When an obscure 19th-century Italian astronomer peered through his telescope and penned the word canale to describe deep clefts in the Martian surface, he unwittingly began the invention of the modern Mars myth.

To him, canale simply meant "channel." To astronomer Percival Lowell, though, the word conjured images of canals, and when he studied the Red Planet, he saw an Apocalyptic vision given more to fancy than fact.

Also noting dark patches across Mars's midsection, Lowell came to the only logical conclusion: The dark areas were vegetation, and a dying civilization had constructed an elaborate network of canals to carry water from the frozen poles to the plants at the arid lower latitudes.

Mars mythmaking

The thesis, of course, was preposterous. But Lowell was a respected scientist from a famous family, and his books caused a sensation. Two years after Lowell's first book was published in 1895, H.G. Wells wrote of Martians attacking Earth for its water in "War of the Worlds."

Less than a decade after Lowell's final book was published in 1908, Edgar Rice Burroughs, author of "Tarzan," invented his Martian civilization of Barsoom, where another race was building canals to save the planet, while fighting a race of "green men."

In the astronomical stir at the turn of the century, Mars had become the birthplace of science fiction. And science fiction would return often. Flash Gordon fought Queen Azura and her nitrogen-stealing ray in 1938, while Ray Bradbury, Arthur C. Clarke, and Robert Heinlein have used Mars as a backdrop for stories on human colonization of space.

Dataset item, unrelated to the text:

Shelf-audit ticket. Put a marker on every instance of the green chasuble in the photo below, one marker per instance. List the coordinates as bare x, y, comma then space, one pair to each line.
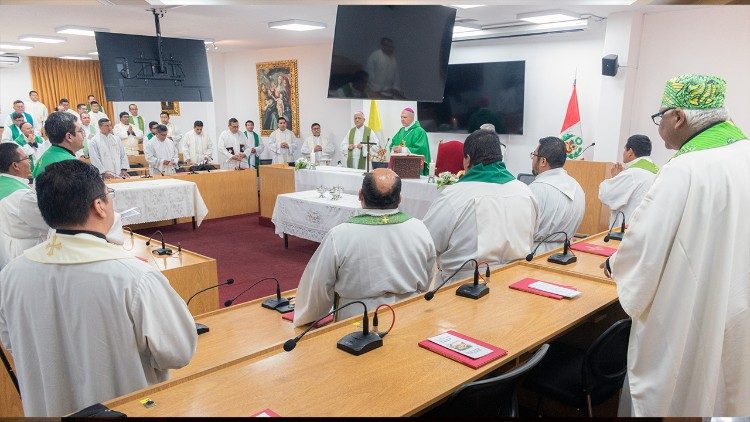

"Mars is home for science fiction," says Zubrin, who has written his own science-fiction book about the first mission to Mars, called "First Landing."

Recent years, however, have called for a shift in the story line, witnessed in books like Zubrin's, as well as films such as "Red Planet" and "Mission to Mars." Just as clearly as Lowell marked the creation of a Mars myth, the voyage of Mariner 4 in 1965 marked the beginning of a Mars enigma.

A treasure trove

Mariner 4 and later missions caught no glimpses of primitive vegetation, much less Barsoomian princesses. But if they ruled out green men and death rays, they made Mars a trove of secrets - about the origins of organic life and about its own past.

Intricate channels and broad swirling patterns in various regions of Mars suggest that, at some time millions - if not billions - of years ago, huge quantities of water coursed over the Martian landscape, perhaps creating conditions for life.

The problem is, satellite analysis of the rocks in those areas seems to show no minerals that would be associated with wet conditions. Elsewhere, those minerals exist, but the landscape shows no signs of water erosion.

Into this confusion come rovers Spirit and Opportunity, which is scheduled to arrive Jan. 24. Perhaps they would have been more aptly named Marple and Poirot, for their primary task is to snoop in the soil and begin to solve this Martian paradox.

Opportunity is targeted to land in an area rich in hematite, a mineral formed with water. Spirit, meanwhile, is preparing for its jaunt around the Gusev Crater, which appears to be in an alluvial basin at the end of a long channel running out of the southern highlands.

"The current Mars is a dry desert," says Michael Carr, an astrogeologist with the United States Geological Survey in Menlo Park, Calif. "In the past, though it was very different, and unraveling that mystery is what is so interesting."